According to current guidelines for the management of cOM, the ideal treatment requires surgical debridement, the use of local bioceramics with antimicrobial activity, and the administration of systemic antibiotics for a minimum of 6 weeks [21,22,23]. In the present study, only two out of ninety-two patients were treated with systemic antibiotic therapy, with teicoplanin and meropenem being the most prescribed drugs. Nevertheless, the treatment of cOM in one-stage surgery with the use of BAG-S53P4 eradicated 87.2% in the population with a 12-month follow-up. This eradication rate is similar to that found in most studies, including previous studies assessing larger population samples [8,24]. Interestingly, the bioglass-based putty showed a greater eradication of the infection when compared with the bioglass in granules. In addition, the putty presentation facilitates intraoperative handling, especially when filling the bone cavity, with less possibility of heterotopic calcification and fistulisation of the product [25].

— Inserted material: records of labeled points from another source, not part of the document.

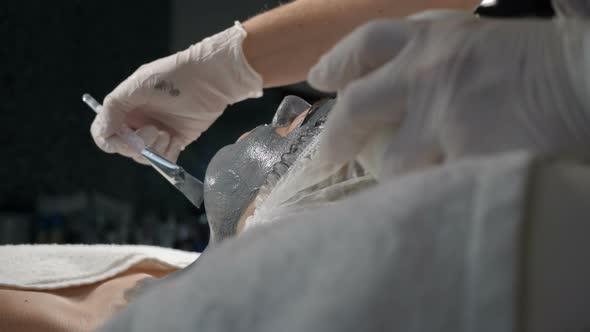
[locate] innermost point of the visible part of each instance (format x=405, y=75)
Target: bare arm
x=284, y=43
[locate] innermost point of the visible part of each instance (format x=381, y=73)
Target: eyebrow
x=317, y=105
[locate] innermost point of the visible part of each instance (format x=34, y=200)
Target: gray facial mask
x=237, y=171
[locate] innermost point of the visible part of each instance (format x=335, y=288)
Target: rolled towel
x=38, y=267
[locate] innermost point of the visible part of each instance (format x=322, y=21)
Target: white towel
x=60, y=266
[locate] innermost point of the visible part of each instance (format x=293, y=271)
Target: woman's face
x=236, y=172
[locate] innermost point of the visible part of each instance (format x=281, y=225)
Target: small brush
x=189, y=186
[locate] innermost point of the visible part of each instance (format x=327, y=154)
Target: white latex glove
x=457, y=87
x=171, y=101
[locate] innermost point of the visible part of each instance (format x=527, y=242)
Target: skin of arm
x=284, y=43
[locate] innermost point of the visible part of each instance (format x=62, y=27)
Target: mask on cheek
x=236, y=172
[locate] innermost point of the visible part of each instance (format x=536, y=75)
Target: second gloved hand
x=171, y=101
x=457, y=87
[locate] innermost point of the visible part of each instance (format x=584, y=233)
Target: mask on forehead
x=237, y=171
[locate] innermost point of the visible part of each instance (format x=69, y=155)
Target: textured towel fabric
x=59, y=266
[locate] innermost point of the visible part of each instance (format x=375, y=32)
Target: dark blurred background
x=57, y=186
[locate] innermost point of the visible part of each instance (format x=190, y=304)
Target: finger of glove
x=156, y=140
x=361, y=52
x=116, y=144
x=104, y=127
x=174, y=148
x=366, y=105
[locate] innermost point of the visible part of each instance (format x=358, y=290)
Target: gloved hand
x=450, y=88
x=171, y=101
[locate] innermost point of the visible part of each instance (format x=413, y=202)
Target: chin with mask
x=260, y=158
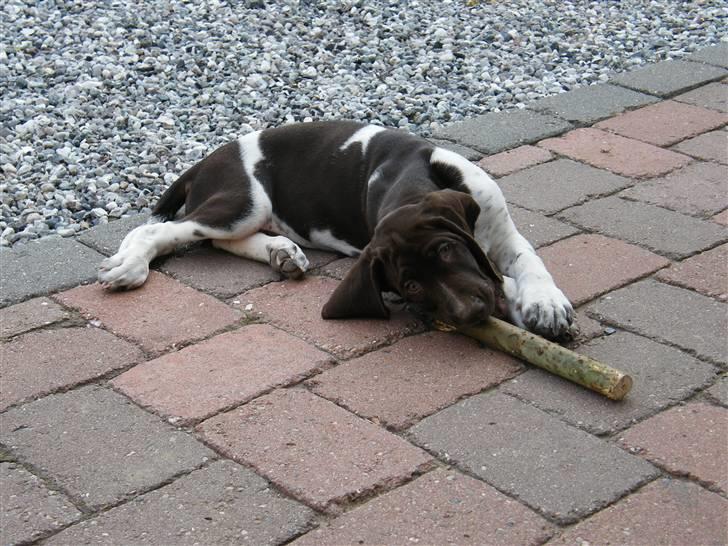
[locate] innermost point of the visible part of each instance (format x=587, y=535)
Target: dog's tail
x=175, y=196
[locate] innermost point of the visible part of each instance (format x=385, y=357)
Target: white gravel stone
x=104, y=104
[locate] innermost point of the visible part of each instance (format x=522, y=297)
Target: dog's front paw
x=544, y=310
x=123, y=272
x=289, y=260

Recent studies assessed the independent predisposing factors that may hamper bone healing and increase the risk of reinfection, including smoking habits, obesity, diabetes mellitus, malnutrition, and peripheral vascular disease [26]. Moreover, the contamination of surgical implants from the skin microbiota, poor conditions of the local skin, and soft tissues impairing adequate bone coverage; the prolonged duration of surgery including complex procedures for bone stabilisation due to open lower limb fractures using implants such as plates and screws or intramedullary nails; a lack of orthopaedic surgeon experience; inadequate postoperative wound care; the presence of hematoma at the surgical site; and the overall patient’s health and nutritional status or the presence of underlying medical conditions (diabetes, obesity, smoking habits) are factors playing a crucial role in determining susceptibility to postoperative osteomyelitis [14,26].
The impact of smoking on surgical outcomes is likely linked to the detrimental effects of recent inhalation, causing tissue hypoxia through vasoconstriction. This process is associated with insufficient stimulation of fibroblasts under conditions of oxidative stress. Consequently, there is a decrease in cell migration and an increase in cell adhesion, along with alterations to certain components of the cytoskeleton. This leads to the inadequate accumulation of connective tissue in the wound, resulting in delayed healing and an elevated risk of infection. A recent systematic review [27] demonstrated an increased risk of infection across 51 studies spanning various specialties. The meta-analysis revealed a significant rise in infection rates among the group of smokers. This study also found a statistically significant increase in relapse among the population followed for at least 12 months [28].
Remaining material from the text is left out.